The study included 40 737 Medicare hospital admissions (4114 patients [10.1%] with COVID-19 and 36 623 [89.9%] without); mean (SD) patient age was 73.8 (12.1) years, 53.8% were female, and the median number of Elixhauser comorbidities was 4 (IQR, 2-5). There were 59.1 (95% CI, 54.5-64.0) AEs per 1000 admissions during weeks with the lowest, 77.0 (95% CI, 73.3-80.9) AEs per 1000 admissions during weeks with intermediate, and 97.4 (95% CI, 91.6-103.7) AEs per 1000 admissions during weeks with the highest COVID-19 burden. Among patients without COVID-19, there were 55.7 (95% CI, 51.1-60.8) AEs per 1000 admissions during weeks with the lowest, 74.0 (95% CI, 70.2-78.1) AEs per 1000 admissions during weeks with intermediate, and 79.3 (95% CI, 73.7-85.3) AEs per 1000 admissions during weeks with the highest COVID-19 burden. A similar pattern was seen among patients with COVID-19. After risk adjustment, the relative risk (RR) for AEs among patients admitted during weeks with high compared with low COVID-19 burden for all patients was 1.23 (95% CI, 1.09-1.39; P < .001), with similar results seen in the cohorts with (RR, 1.33; 95% CI, 1.03-1.71; P = .03) and without (RR, 1.23; 95% CI, 1.08-1.39; P = .002) COVID-19 individually.

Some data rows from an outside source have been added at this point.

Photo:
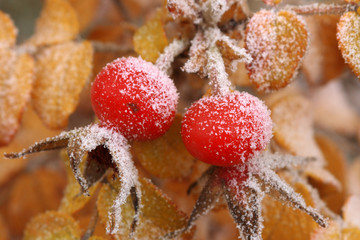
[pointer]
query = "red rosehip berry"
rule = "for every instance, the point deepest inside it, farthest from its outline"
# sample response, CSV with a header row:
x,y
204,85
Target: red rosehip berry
x,y
227,130
135,98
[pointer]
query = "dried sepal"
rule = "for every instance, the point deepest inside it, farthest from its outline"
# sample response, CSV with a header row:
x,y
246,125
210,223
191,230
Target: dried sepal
x,y
57,23
277,43
62,71
245,208
164,156
31,194
51,225
150,39
348,35
293,129
8,31
283,222
16,77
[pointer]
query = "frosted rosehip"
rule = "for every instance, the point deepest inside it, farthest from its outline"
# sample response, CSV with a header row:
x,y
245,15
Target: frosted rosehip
x,y
135,98
227,130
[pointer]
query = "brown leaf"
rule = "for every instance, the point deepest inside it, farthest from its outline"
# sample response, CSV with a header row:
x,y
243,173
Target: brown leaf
x,y
62,71
57,23
150,39
52,225
283,222
4,232
31,194
158,214
16,77
293,128
323,62
277,42
348,35
86,11
8,31
165,157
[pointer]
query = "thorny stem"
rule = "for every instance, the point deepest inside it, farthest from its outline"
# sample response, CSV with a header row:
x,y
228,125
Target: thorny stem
x,y
322,8
175,48
219,83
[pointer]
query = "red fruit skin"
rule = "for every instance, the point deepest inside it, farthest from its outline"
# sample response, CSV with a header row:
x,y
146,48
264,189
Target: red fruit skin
x,y
135,98
227,130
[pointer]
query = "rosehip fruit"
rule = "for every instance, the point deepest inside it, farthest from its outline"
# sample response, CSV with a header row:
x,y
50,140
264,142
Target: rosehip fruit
x,y
227,130
135,98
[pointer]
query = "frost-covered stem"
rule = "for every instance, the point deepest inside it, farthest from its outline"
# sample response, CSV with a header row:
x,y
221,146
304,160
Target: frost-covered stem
x,y
110,47
215,67
322,8
170,52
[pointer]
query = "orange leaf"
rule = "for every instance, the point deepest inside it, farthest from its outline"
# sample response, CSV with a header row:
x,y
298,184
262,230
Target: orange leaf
x,y
150,39
32,194
293,128
165,156
52,225
158,214
8,31
277,43
57,23
348,34
16,77
62,71
323,62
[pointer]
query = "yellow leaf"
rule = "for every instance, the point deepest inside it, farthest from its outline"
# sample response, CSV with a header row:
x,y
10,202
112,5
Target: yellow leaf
x,y
283,222
348,34
57,23
52,226
8,31
62,71
277,42
165,157
16,77
150,39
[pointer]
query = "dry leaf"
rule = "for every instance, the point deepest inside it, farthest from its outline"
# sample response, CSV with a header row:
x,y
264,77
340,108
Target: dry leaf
x,y
333,110
283,222
31,194
293,126
323,62
150,39
57,23
351,211
86,11
8,31
348,34
16,77
4,232
165,157
62,71
158,214
52,225
277,43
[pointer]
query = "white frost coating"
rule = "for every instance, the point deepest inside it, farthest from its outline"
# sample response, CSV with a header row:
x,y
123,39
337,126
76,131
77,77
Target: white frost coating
x,y
170,52
141,83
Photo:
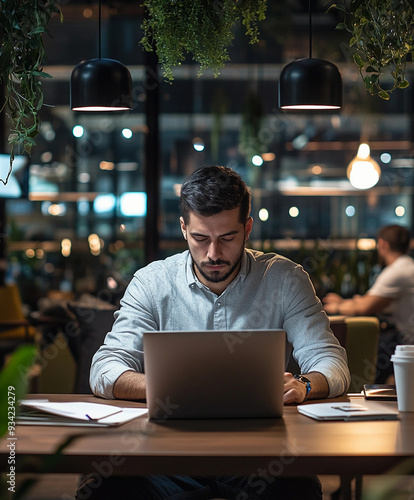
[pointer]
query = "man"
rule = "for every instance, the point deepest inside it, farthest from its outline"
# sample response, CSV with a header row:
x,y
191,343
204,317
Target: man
x,y
391,297
218,284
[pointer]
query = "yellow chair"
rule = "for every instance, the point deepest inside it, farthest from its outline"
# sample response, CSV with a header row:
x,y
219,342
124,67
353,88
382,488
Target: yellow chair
x,y
14,327
13,323
359,335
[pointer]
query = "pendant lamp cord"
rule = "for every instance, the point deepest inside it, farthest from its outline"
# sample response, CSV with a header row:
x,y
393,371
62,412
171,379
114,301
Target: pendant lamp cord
x,y
99,32
310,30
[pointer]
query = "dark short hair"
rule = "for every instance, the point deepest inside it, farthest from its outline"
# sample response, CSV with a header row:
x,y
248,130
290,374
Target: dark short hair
x,y
398,237
210,190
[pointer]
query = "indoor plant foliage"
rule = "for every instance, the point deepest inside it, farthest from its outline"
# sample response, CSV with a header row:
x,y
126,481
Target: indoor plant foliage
x,y
200,27
382,33
23,24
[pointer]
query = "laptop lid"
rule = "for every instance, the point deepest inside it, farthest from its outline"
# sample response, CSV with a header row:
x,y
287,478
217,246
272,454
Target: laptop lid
x,y
214,374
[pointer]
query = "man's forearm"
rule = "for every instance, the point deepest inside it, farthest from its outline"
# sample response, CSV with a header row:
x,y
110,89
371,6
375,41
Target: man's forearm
x,y
130,385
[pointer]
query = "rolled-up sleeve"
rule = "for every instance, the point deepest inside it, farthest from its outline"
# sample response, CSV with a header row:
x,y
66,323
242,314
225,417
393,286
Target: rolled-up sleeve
x,y
315,348
122,349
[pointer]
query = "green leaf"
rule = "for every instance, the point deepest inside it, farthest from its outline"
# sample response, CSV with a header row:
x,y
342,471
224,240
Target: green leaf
x,y
38,29
358,61
341,26
41,74
384,95
338,6
14,384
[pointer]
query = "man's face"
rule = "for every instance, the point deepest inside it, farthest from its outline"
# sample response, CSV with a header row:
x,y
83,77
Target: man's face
x,y
216,244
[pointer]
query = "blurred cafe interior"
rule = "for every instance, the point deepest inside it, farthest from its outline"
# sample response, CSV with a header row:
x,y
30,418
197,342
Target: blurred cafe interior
x,y
97,198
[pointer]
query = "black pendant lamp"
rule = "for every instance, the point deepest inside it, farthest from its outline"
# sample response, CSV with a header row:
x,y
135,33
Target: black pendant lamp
x,y
100,84
310,84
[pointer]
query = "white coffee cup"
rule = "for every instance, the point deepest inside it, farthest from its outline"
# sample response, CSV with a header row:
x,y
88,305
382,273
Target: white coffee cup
x,y
404,350
404,376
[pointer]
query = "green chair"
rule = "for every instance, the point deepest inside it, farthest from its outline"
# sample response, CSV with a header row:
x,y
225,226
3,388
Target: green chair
x,y
361,345
359,335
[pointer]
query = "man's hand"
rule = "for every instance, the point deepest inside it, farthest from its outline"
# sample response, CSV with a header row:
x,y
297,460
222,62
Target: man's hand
x,y
295,391
331,303
130,385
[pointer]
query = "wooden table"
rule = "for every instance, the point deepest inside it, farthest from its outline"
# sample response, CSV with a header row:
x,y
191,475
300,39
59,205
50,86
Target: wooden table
x,y
294,444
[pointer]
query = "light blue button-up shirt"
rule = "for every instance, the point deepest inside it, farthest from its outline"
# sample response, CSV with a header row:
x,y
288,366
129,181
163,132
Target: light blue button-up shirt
x,y
269,292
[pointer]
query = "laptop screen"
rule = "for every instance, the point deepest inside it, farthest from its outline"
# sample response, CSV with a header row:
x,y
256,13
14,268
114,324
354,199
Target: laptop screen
x,y
214,374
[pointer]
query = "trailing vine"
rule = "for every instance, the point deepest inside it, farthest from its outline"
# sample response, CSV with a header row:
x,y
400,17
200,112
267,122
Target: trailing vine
x,y
203,28
382,33
23,24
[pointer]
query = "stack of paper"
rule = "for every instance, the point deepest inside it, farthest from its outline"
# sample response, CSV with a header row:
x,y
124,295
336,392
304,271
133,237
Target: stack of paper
x,y
43,412
349,411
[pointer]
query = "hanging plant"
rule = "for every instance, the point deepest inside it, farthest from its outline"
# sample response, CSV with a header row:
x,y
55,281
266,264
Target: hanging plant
x,y
203,28
382,33
23,24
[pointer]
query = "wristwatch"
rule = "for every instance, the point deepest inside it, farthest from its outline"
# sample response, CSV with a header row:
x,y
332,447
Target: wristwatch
x,y
305,381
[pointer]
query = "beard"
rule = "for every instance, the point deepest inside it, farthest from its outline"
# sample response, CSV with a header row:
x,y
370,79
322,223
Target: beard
x,y
217,276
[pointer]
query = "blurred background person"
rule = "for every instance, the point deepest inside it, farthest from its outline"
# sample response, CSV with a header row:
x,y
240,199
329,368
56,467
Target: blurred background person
x,y
391,297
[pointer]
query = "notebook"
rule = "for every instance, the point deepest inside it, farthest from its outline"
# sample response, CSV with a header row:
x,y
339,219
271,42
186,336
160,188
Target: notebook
x,y
214,374
349,411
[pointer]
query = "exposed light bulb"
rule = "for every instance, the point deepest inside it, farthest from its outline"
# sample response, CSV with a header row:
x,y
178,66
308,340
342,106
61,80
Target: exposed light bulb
x,y
363,172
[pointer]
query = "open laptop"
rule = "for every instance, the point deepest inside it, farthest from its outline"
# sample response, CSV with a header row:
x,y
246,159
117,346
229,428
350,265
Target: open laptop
x,y
214,374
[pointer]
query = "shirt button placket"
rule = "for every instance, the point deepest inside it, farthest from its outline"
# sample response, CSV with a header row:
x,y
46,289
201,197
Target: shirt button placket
x,y
219,315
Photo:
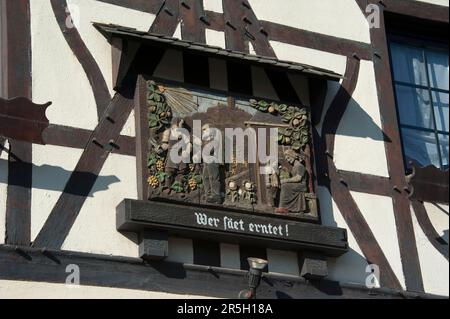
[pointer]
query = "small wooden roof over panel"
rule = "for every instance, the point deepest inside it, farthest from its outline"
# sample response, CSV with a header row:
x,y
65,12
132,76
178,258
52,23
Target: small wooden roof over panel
x,y
117,31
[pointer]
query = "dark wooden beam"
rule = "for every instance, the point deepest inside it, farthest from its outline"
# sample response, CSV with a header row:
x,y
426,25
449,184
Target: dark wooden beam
x,y
23,120
83,55
212,224
193,21
340,192
80,183
364,183
149,6
17,58
316,41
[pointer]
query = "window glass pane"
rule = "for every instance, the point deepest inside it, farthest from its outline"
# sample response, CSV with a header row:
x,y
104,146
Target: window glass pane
x,y
420,147
414,107
440,103
443,142
438,69
408,64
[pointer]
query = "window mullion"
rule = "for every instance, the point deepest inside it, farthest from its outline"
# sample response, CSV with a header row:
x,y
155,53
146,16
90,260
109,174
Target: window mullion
x,y
441,163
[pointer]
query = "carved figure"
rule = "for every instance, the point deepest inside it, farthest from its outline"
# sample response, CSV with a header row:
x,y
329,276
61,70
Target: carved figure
x,y
233,192
174,171
211,171
294,188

In this cohort study of hospital admissions among Medicare patients during the COVID-19 pandemic, greater hospital COVID-19 burden was associated with an increased risk of in-hospital AEs among both patients with and without COVID-19. These results illustrate the need for greater hospital resilience and surge capacity to prevent declines in patient safety during surges in demand.
由于对护理的需求激增和人手短缺,新冠疫情给医院带来了压力。这些压力对患者安全的影响尚不清楚。
评估医院新冠负担与院内不良事件(AE)发生率之间是否存在关联。
设计、设置和参与者:这项队列研究使用了美国医疗保健研究与质量局质量与安全审查系统的数据,该系统是一个监测系统,跟踪美国选定医院住院患者 AE 的频率。研究样本包括 2020 年 9 月 1 日至 2022 年 6 月 30 日期间美国接受 Medicare 治疗的急性护理医院的随机选择患者入院。
主要结果是 AE 频率与医院特定每周新冠负担之间的关联。每 1000 例入院的 AE 发生率和风险调整率按每周医院特定新冠负担(每周每 100 张病床的新冠住院患者每日平均数)分层,表现为低于 25 百分位数(最低负担)、25 至 75 百分位数(中等负担)和高于 75 百分位数(最高负担)。风险调整变量包括患者和医院特征。
这项研究纳入了 40737 例 Medicare 医院入院(4114 例患者[10.1%]患有新冠,36623 例[89.9%]没有);患者平均(SD)年龄为 73.8(12.1)岁,53.8%为女性,Elixhauser 合并症中位数为 4(IQR,2-5)。在新冠负担最低的几周内,每 1000 例入院中有 59.1(95%CI,54.5-64.0)例 AE;在新冠负担中等的几周内,每 1000 例入院中有 77.0(95%CI,73.3-80.9)例 AE;在新冠负担最高的几周内,每 1000 例入院中有 97.4(95%CI,91.6-103.7)例 AE。在没有新冠的患者中,在新冠负担最低的几周内,每 1000 例入院中有 55.7(95%CI,51.1-60.8)例 AE;在新冠负担中等的几周内,每 1000 例入院中有 74.0(95%CI,70.2-78.1)例 AE;在新冠负担最高的几周内,每 1000 例入院中有 79.3(95%CI,73.7-85.3)例 AE。在患有新冠的患者中也观察到类似的模式。在风险调整后,所有患者中,与新冠负担较低的周相比,新冠负担较高的周内患者发生 AE 的相对风险(RR)为 1.23(95%CI,1.09-1.39;P < .001),在患有和不患有新冠的队列中均有类似结果(RR,1.33;95%CI,1.03-1.71;P = .03)和(RR,1.23;95%CI,1.08-1.39;P = .002)。
在这项针对新冠大流行期间 Medicare 患者住院的队列研究中,医院新冠负担增加与患有和不患有新冠的患者院内 AE 风险增加相关。这些结果表明,在需求激增期间,需要提高医院的弹性和应急能力,以防止患者安全状况下降。